In my mind I see myself back in the little Russian college town, amid the circle of Petersburg students, home for their vacation, surrounded by the halo of that vague and wonderful something we called “Nihilist.” Again I sit among superior beings, reverently listening to the impassioned discussion of dimly understood themes, with the oft-recurring refrain of “Bazarov, Hegel, Liberty, Chernishevsky, V NAROD.” To the people! To the beautiful, simple people, so noble in spite of centuries of brutalizing suffering! Like a clarion call the note rings in my ears, amidst the din of contending views and obscure phraseology. The People! My Greek mythology moods have often pictured HIM to me as the mighty Atlas, supporting on his shoulders the weight of the world, his back bent, his face the mirror of unutterable misery, in his eye the look of hopeless anguish, the dumb, pitiful appeal for help. Ah, to help this helplessly suffering giant, to lighten his burden! The way is obscure, the means uncertain, but in the heated student debate the note rings clear: to the People, become one of them, share their joys and sorrows, and thus you will teach them. Yes, that is the solution!

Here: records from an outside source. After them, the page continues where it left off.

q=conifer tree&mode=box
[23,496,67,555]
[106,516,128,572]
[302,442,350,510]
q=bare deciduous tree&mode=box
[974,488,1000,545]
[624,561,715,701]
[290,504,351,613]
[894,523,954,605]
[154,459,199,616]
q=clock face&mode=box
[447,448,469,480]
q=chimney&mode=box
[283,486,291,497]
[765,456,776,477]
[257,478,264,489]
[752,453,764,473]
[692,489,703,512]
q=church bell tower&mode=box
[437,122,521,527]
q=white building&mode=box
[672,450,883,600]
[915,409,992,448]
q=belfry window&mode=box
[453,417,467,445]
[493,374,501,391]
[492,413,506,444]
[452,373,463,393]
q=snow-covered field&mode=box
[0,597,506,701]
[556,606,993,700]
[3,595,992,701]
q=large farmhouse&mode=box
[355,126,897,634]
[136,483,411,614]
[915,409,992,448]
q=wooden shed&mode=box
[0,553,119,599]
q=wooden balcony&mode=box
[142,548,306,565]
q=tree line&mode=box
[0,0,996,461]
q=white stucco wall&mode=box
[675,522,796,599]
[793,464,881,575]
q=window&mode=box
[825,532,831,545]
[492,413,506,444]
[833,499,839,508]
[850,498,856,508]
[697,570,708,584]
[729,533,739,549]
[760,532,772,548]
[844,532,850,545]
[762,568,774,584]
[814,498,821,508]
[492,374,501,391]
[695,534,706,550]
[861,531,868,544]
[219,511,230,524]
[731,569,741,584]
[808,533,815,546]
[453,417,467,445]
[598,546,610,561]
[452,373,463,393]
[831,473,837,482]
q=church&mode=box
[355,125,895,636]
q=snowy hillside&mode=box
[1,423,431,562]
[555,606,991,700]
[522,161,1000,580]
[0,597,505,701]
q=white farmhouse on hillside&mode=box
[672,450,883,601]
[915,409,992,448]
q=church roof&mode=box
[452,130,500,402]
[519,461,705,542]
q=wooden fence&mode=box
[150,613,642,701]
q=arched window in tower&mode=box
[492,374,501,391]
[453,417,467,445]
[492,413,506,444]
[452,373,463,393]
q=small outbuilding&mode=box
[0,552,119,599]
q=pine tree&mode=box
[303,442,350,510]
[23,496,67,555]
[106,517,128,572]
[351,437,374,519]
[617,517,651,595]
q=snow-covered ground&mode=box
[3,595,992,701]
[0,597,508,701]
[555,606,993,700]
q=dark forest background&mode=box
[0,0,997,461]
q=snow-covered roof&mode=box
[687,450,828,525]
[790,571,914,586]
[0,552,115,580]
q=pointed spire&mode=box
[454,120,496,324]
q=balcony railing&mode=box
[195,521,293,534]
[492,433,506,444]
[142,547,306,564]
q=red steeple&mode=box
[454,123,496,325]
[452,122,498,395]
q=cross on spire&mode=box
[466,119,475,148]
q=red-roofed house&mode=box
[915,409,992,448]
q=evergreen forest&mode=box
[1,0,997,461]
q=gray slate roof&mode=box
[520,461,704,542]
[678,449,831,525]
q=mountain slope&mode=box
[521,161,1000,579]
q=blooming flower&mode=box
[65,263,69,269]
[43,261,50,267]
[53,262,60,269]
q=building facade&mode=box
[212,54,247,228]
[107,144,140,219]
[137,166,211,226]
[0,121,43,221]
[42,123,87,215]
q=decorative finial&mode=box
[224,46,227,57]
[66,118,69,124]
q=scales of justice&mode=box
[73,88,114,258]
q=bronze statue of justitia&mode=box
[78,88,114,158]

The Nihilists! How much of their precious blood has been shed, how many thousands of them line the road of Russia’s suffering! Inexpressibly near and soul-kin I feel to those men and women, the adored mysterious ones of my youth, who had left wealthy homes and high station to “go to the People,” to become one with them, though despised by all whom they held dear, persecuted and ridiculed even by the benighted objects of their great sacrifice.